El amor que te tengo
Quiero derretirlo, decantarlo las veces que sean necesarias hasta que se convierta en agua cristalina. Llenar océanos y ríos, dejar que corra por todas las cascadas. Evaporarlo, que tome la forma de esas nubes que hacen ruido al chocar entre sí. Refugiarme cuando llueva a cántaros y escuchar cómo empapa a todas aquellas personas ansiosas de sentir cada gota. Eliminar del imaginario la palabra sequía, pero también la posibilidad de que exista algo semejante al desperdicio.

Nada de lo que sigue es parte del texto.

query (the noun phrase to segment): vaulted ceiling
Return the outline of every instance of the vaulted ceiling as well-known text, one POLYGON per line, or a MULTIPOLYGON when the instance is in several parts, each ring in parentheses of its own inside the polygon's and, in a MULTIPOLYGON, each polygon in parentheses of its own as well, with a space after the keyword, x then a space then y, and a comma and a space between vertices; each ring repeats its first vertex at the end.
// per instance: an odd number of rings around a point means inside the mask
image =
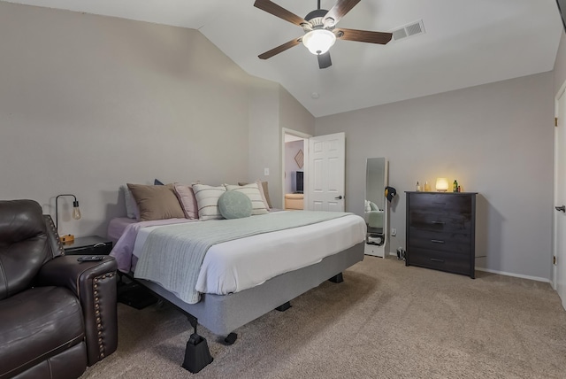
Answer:
MULTIPOLYGON (((198 29, 249 73, 279 82, 319 117, 553 69, 562 33, 555 0, 362 0, 339 27, 393 31, 422 20, 424 33, 386 45, 336 41, 333 66, 297 45, 302 35, 254 0, 12 0, 30 5, 198 29)), ((275 0, 305 17, 317 0, 275 0)), ((321 0, 329 10, 335 0, 321 0)))

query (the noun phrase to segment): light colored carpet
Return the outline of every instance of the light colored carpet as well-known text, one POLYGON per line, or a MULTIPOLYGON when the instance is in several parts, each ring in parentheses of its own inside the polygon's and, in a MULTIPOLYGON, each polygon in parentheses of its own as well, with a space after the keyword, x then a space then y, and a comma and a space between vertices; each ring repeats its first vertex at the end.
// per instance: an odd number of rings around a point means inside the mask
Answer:
POLYGON ((119 348, 83 378, 565 378, 566 312, 549 284, 477 279, 366 256, 237 330, 201 327, 212 364, 183 369, 191 329, 171 306, 119 304, 119 348))

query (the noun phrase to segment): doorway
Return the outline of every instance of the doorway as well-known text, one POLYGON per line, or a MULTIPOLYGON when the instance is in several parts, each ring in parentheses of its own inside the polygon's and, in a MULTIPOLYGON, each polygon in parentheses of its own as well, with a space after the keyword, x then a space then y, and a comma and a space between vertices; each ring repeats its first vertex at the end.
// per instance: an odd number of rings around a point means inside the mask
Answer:
POLYGON ((283 128, 281 148, 282 205, 286 210, 304 209, 307 192, 308 143, 311 135, 283 128))
POLYGON ((566 309, 566 82, 562 84, 555 101, 556 128, 555 128, 555 222, 553 287, 566 309))

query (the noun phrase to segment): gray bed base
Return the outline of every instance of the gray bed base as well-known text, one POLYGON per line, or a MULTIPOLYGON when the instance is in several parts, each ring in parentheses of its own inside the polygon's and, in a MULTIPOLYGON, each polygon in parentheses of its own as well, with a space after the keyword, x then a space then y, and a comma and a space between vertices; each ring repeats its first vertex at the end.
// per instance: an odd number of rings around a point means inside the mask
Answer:
POLYGON ((328 256, 317 264, 278 275, 241 292, 229 295, 203 294, 201 301, 196 304, 185 303, 153 282, 136 281, 195 316, 198 323, 213 334, 226 336, 363 260, 363 244, 358 244, 328 256))

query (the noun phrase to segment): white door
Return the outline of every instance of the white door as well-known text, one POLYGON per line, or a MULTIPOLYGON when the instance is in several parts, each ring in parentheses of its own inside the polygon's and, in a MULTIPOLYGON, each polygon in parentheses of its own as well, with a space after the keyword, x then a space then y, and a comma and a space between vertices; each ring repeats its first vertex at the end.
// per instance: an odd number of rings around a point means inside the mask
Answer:
MULTIPOLYGON (((555 129, 555 206, 566 205, 566 94, 562 91, 557 103, 558 126, 555 129)), ((566 213, 555 211, 554 284, 562 306, 566 309, 566 213)))
POLYGON ((309 187, 306 209, 344 212, 346 135, 309 139, 309 187))

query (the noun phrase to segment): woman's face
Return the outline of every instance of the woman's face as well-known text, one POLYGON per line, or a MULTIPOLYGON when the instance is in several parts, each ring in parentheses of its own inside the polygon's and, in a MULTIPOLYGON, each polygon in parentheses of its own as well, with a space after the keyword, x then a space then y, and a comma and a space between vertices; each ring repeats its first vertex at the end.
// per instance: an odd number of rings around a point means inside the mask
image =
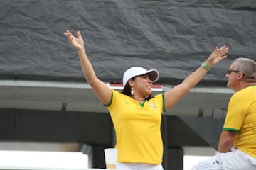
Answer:
POLYGON ((152 86, 152 81, 148 74, 136 76, 132 85, 134 87, 134 93, 142 97, 149 96, 151 94, 152 86))

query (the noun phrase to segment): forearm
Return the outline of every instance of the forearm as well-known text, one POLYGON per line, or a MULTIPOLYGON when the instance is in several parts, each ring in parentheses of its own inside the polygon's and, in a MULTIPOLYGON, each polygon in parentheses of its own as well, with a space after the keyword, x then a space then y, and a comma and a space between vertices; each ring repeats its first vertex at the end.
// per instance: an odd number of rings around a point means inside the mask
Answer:
POLYGON ((233 147, 236 132, 223 130, 220 135, 218 151, 225 153, 230 151, 233 147))
POLYGON ((92 85, 93 82, 97 79, 95 72, 85 53, 85 49, 78 50, 78 53, 85 79, 89 84, 92 85))

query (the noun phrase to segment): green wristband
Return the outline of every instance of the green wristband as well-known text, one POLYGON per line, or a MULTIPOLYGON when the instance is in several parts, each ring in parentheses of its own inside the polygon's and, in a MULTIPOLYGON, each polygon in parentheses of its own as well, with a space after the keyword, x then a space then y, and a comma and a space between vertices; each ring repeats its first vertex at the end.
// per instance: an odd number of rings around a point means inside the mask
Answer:
POLYGON ((209 67, 208 65, 207 65, 205 62, 202 63, 202 67, 203 68, 204 68, 205 69, 206 69, 207 71, 209 71, 210 69, 210 67, 209 67))

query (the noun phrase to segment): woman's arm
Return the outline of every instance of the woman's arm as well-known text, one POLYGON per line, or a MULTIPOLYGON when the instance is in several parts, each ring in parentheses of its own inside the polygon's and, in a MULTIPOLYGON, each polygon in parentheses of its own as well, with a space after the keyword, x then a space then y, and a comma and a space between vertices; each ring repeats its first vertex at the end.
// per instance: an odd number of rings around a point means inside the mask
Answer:
POLYGON ((215 50, 211 53, 206 60, 205 65, 200 66, 195 72, 187 76, 181 84, 164 93, 165 109, 167 110, 177 103, 181 98, 196 86, 206 74, 210 67, 219 61, 227 57, 225 55, 228 48, 225 46, 215 50))
POLYGON ((86 55, 84 41, 80 31, 77 32, 77 38, 73 36, 69 30, 64 35, 68 38, 70 44, 77 50, 82 72, 87 83, 91 86, 93 91, 103 104, 110 102, 112 91, 109 86, 97 79, 92 66, 86 55))

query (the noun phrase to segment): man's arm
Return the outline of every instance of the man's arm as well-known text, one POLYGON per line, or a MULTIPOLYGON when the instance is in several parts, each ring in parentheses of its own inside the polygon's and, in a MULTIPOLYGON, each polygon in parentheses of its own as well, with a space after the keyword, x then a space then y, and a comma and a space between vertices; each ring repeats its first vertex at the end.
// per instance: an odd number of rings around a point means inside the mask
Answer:
POLYGON ((218 148, 218 151, 220 153, 225 153, 230 151, 231 147, 233 147, 236 134, 236 132, 223 130, 218 148))

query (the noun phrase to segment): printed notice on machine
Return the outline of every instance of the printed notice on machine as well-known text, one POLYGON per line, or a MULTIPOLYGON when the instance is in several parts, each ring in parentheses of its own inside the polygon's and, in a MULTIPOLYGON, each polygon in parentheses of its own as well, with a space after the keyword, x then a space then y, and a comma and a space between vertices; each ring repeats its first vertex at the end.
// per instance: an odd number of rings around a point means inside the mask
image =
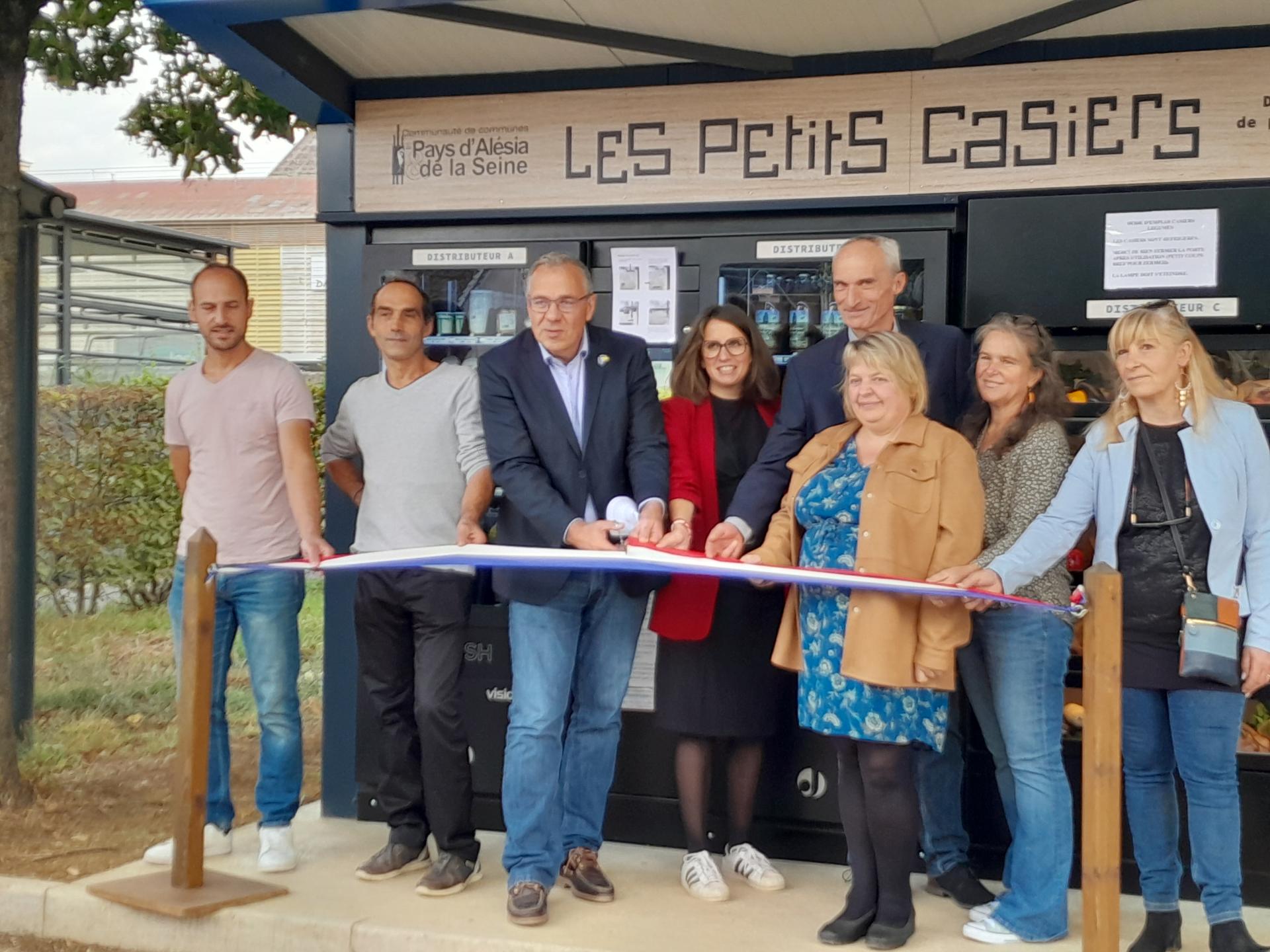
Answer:
POLYGON ((673 344, 679 253, 674 248, 615 248, 613 330, 649 344, 673 344))
POLYGON ((635 645, 631 679, 626 684, 626 697, 622 698, 624 711, 649 712, 657 706, 657 633, 648 627, 652 617, 653 599, 649 599, 644 612, 644 625, 639 632, 639 642, 635 645))
POLYGON ((1217 287, 1217 209, 1109 212, 1102 287, 1217 287))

O dejarlo en la orilla del mar y esperar que se envuelva en la arena, que la corriente lo arrastre hasta el fondo, donde no llega la luz. Que navegue por todos los puntos cardinales, que sea capaz de sumergirse en cualquier temperatura, que alimente cardúmenes y arrecifes completos hasta que, eventualmente, se convierta en un tesoro más por descubrir.
Aspiro a transformarlo en semilla y sembrarlo en medio de los naranjos que viven en tu jardín. Regarlo, cuidarlo del viento, del invierno y del tiempo; despejar la luz y el calor del sol, tenerle paciencia y esperar a que decida cómo quiere crecer. Tal vez se vuelva un árbol gigante y sea incapaz de rodearse con un solo par de brazos o quizás sea una de esas flores que solo adornan cuando es de noche.

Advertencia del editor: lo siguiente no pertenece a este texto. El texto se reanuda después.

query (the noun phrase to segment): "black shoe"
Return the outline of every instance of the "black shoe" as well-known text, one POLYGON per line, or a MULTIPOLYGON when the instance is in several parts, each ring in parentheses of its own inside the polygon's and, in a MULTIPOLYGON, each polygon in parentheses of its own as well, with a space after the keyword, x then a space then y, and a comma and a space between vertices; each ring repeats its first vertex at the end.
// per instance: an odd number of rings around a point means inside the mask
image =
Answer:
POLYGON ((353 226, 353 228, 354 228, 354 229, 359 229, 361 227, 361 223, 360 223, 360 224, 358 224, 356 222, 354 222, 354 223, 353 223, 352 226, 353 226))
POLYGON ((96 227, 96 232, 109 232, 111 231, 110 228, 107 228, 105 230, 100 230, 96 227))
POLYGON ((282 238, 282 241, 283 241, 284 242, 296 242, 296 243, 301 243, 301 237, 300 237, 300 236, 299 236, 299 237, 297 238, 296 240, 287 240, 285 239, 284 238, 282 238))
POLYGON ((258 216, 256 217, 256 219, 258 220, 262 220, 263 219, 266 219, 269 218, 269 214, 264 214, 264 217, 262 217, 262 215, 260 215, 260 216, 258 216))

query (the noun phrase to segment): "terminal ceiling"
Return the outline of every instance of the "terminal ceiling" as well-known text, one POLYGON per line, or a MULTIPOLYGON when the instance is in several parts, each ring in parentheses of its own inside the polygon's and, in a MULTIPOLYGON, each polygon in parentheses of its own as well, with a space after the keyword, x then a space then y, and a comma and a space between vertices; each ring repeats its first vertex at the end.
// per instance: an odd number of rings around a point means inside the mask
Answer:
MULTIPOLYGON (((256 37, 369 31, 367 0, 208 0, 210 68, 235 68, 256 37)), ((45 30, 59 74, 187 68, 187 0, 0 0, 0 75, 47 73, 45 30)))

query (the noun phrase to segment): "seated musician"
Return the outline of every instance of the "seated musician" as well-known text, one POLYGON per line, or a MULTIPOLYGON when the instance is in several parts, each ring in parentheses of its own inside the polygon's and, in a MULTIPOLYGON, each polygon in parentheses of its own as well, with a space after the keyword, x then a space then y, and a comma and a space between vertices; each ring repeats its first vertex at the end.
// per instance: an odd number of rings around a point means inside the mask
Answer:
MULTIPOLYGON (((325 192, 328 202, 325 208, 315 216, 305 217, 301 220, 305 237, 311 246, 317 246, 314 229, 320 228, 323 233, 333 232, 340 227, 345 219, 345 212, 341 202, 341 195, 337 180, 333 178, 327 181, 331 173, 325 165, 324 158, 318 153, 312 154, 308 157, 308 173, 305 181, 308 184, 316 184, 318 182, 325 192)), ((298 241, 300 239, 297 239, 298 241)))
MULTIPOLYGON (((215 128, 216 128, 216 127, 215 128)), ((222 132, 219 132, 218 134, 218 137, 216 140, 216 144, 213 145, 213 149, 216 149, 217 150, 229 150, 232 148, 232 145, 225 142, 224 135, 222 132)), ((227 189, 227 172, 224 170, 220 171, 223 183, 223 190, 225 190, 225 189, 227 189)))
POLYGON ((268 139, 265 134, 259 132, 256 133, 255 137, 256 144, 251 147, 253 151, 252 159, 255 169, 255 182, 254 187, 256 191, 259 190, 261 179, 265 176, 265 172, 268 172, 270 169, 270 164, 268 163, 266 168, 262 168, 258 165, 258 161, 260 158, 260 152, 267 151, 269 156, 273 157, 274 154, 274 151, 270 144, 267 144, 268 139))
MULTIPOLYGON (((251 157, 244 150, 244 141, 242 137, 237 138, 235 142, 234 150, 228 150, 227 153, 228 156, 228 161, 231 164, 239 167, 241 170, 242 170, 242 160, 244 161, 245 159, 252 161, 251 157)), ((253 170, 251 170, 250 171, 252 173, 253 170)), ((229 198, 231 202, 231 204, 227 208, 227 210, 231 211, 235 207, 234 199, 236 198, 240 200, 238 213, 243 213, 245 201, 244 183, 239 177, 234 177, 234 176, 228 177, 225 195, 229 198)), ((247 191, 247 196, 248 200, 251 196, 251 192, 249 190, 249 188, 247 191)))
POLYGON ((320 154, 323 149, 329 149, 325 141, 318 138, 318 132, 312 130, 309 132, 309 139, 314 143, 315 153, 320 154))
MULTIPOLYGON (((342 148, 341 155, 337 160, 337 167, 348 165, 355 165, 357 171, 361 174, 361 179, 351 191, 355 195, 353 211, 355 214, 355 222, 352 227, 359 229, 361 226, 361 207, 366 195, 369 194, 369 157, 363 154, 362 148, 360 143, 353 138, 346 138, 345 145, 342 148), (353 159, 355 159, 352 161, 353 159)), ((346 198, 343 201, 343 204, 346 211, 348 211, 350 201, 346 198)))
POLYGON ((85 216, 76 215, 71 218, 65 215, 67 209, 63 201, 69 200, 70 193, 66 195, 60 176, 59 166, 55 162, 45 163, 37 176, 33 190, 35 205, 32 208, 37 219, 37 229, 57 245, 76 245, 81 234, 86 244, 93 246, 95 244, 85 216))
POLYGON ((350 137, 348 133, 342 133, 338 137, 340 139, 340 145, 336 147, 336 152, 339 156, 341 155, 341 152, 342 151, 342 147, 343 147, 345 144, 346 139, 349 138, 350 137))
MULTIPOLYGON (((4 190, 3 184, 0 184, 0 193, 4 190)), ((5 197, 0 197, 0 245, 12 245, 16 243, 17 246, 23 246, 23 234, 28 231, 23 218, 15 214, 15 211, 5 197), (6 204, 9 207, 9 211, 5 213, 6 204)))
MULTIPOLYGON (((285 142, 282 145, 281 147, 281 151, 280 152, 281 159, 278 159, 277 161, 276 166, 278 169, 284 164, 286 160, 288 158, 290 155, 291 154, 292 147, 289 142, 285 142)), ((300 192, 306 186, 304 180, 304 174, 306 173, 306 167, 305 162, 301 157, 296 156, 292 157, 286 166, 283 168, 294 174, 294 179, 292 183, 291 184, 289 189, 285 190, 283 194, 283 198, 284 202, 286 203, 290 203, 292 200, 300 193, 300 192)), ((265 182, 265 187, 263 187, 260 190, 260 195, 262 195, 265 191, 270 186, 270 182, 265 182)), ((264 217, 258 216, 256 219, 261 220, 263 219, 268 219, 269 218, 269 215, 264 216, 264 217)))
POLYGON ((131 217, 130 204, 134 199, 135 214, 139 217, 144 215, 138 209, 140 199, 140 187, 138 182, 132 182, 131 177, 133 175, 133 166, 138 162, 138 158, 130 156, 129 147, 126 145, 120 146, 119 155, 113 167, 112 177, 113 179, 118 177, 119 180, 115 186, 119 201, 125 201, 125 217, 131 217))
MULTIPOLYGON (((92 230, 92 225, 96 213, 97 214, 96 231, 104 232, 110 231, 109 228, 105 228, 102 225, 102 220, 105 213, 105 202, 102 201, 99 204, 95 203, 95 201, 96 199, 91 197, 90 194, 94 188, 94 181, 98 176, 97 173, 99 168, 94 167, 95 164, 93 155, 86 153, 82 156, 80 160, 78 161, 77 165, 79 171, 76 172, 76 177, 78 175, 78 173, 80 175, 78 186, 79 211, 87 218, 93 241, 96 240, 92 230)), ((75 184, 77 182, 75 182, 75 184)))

Podría [des]hilarlo, convertirlo en una tela suave. Hacer un abrigo, como los que uso cuando llega noviembre, y dejar que me cubra el cuerpo entero al mínimo atisbo de frío. Encontrar los pocos centímetros que sobran adentro del ropero y, cuando llegue el momento, empujar —con todo mi peso— el resto de la ropa para poder guardarlo con la certeza de que ni el polvo ni la oscuridad van arruinarlo.
¿Dejo que vuele o que salte del acantilado? ¿Lo reduzco a una hoja de papel para doblarlo y que se quede, junto al monstruo, en una caja bajo la cama? ¿Fundamos un museo en donde la exposición permanente sea una línea del tiempo? Dime, ¿qué hago? ¿En dónde lo guardo para que sea impulso y no obstáculo?